Olivier Assayas’ mystery drama Personal Shopper is strange, ponderous and frequently compelling.
Maureen is a personal shopper to a wealthy client, and well as a medium. Maureen wishes to stay in Paris as she is waiting for a message from beyond the grave from her twin brother…
Personal Shopper mixes mystery, drama, and suspense to create a memorable film. There is an air of mystery exudes throughout film. The film is not really a typical ghost story, and works all the better for offering an un-formulaic approach. Writer-director Olivier Assayas astutely transforms the focus of this mystery as film progresses. There is a theme of duality that permeates the film. Most obviously, the protagonist is a twin. However, there is the dual sense of mystery; the spirit contact and the very modern text contact. Furthermore, there is also duality of a very superficial lifestyle depicted through Maureen’s job, and the spirituality of her preoccupation.
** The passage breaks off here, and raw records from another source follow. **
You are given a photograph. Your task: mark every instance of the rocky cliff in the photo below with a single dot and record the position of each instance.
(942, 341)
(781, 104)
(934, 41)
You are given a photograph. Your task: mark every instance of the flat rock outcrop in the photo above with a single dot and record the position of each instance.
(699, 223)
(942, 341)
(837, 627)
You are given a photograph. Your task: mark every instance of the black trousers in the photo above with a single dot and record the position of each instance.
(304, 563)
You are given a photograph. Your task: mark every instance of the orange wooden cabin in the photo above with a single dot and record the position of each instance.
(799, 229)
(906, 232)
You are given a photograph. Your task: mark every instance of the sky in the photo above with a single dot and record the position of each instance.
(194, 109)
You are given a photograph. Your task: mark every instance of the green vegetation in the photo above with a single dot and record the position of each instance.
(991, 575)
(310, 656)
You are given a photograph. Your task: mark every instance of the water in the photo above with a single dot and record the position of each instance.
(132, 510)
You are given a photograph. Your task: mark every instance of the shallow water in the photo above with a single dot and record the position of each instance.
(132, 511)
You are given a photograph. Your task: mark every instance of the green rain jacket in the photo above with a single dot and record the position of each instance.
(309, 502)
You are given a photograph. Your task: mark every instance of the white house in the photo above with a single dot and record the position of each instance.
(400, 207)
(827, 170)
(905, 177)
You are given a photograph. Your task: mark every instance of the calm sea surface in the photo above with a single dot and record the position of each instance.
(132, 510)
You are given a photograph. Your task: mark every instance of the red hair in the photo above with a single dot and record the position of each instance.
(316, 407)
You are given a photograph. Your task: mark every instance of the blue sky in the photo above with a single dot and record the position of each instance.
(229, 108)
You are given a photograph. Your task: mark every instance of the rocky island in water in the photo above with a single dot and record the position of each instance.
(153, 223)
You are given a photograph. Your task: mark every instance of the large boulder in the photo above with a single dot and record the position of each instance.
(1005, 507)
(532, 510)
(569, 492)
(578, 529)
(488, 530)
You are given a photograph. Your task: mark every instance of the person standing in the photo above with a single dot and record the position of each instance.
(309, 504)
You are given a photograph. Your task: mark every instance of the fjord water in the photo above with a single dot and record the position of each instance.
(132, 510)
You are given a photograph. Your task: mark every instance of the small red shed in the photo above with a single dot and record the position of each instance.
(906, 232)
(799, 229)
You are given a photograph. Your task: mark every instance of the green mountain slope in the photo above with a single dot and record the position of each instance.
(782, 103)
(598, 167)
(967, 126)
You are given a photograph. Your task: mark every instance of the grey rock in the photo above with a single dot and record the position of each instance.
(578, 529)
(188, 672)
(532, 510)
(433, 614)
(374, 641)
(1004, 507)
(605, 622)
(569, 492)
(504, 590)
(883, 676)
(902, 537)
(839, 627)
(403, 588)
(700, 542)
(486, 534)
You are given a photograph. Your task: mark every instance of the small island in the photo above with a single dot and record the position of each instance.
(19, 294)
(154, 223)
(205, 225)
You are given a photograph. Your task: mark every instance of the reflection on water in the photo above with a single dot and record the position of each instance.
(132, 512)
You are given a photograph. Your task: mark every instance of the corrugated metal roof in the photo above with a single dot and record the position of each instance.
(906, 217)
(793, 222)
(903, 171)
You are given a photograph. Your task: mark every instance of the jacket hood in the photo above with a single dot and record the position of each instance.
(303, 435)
Protagonist Maureen is well written, and effectively conveyed. She is a lost soul; the feeling of waiting is both overtly mentioned as well as present in the film’s subtext. The film keeps other characters on the periphery. This is a smart move, as their motivations remain necessarily ambiguous. Viewers may guess who is contacting Maureen, but this does not spoil the enjoyment of mystery as the narrative unfolds. The finale of film feels fitting, exemplifying the theme that has been bubbling to the surface for some time.
Sound design in the film is great. The supernatural elements are rationed; the less is more approach works well. Kristen Stewart has made some interesting choices post-Twilight with Camp X-Ray, The Runaways and others. Personal Shopper continues this run. Stewart’s performance becomes more convincing as film progresses.
Personal Shopper is an unconventional film which offers a light touch tackling the supernatural. An enjoyable watch, and one of Kristen Stewart’s best performances so far.